Puerto Rico Energy Bureau

Agency overview
- Formed: May 27, 2014; 10 years ago
- Jurisdiction: all of Puerto Rico
- Annual budget: $5 million USD
- Agency executive: Edison Avilés-Deliz, Chairman;
- Key document: 57. 2014.;

= Puerto Rico Energy Commission =

The Puerto Rico Energy Bureau is the government agency that regulates the energy industry in Puerto Rico. The commission was created with the primary intention of regulating the Puerto Rico Electric Power Authority (PREPA): the government-owned corporation and government monopoly that distributes and transmits all energy in Puerto Rico as well as producing 70% of all energy in Puerto Rico. Before the commission came into existence, PREPA regulated both itself and the energy industry without any oversight whatsoever. As renewable energy became economically feasible, Puerto Rico lagged behind in comparison to other jurisdictions. This did not bode well with several energy businesses and think tanks, such as the Association of Producers of Renewable Energy (APER) and the Center for the New Economy (CNE), which advocated for the creation of a separate independent entity capable of regulating the industry.

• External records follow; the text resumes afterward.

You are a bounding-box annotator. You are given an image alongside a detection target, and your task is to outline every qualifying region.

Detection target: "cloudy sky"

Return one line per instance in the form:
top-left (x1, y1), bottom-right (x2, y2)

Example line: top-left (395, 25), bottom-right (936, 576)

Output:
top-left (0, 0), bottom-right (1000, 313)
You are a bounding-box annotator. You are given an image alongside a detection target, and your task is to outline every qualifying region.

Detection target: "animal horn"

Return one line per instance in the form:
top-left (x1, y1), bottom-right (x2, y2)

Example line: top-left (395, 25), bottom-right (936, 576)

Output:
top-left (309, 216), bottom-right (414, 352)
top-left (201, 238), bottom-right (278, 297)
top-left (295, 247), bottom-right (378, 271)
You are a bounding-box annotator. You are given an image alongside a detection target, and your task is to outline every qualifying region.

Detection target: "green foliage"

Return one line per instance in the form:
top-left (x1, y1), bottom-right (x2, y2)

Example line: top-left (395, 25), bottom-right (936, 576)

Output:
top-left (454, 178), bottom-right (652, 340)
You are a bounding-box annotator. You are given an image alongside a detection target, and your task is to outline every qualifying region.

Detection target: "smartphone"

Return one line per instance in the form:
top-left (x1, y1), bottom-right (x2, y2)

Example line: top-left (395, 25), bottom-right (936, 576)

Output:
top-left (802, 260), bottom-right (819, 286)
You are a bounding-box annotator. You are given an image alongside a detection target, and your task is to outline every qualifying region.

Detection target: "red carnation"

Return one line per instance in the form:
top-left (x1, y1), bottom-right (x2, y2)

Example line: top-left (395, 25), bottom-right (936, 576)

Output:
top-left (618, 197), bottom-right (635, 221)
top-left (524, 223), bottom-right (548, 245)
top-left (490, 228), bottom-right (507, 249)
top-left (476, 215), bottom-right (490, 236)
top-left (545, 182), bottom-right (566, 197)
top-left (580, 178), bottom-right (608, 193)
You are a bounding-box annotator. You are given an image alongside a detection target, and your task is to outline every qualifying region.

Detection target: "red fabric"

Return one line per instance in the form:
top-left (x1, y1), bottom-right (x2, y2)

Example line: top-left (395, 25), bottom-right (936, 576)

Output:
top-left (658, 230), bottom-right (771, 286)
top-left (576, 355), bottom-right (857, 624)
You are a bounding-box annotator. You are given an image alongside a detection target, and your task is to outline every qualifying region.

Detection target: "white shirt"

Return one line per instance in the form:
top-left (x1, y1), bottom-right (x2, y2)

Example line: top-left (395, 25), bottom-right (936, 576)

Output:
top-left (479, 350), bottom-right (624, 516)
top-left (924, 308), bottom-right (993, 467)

Organizationally, the commission is overseen by a board of directors comprised by three commissioners appointed by the governor with the advice and consent of the Senate. The commission is also supported by an executive director who works together with the Puerto Rico Energy Affairs Administration and provides technical advice to the commissioners.

After the September 2017 hurricanes largely destroyed the island's aging, neglected and fragile power grid, and among the rush to simply rebuild as fast as possible, advocates of renewable energy and micro grids tried to turn the conversation - and infrastructure investment - to solar PV, microgrids and combined heat and power (CHP). With microgrid regulations passed by PREC in May 2018, realizing the vision for such projects is likely still twenty years away.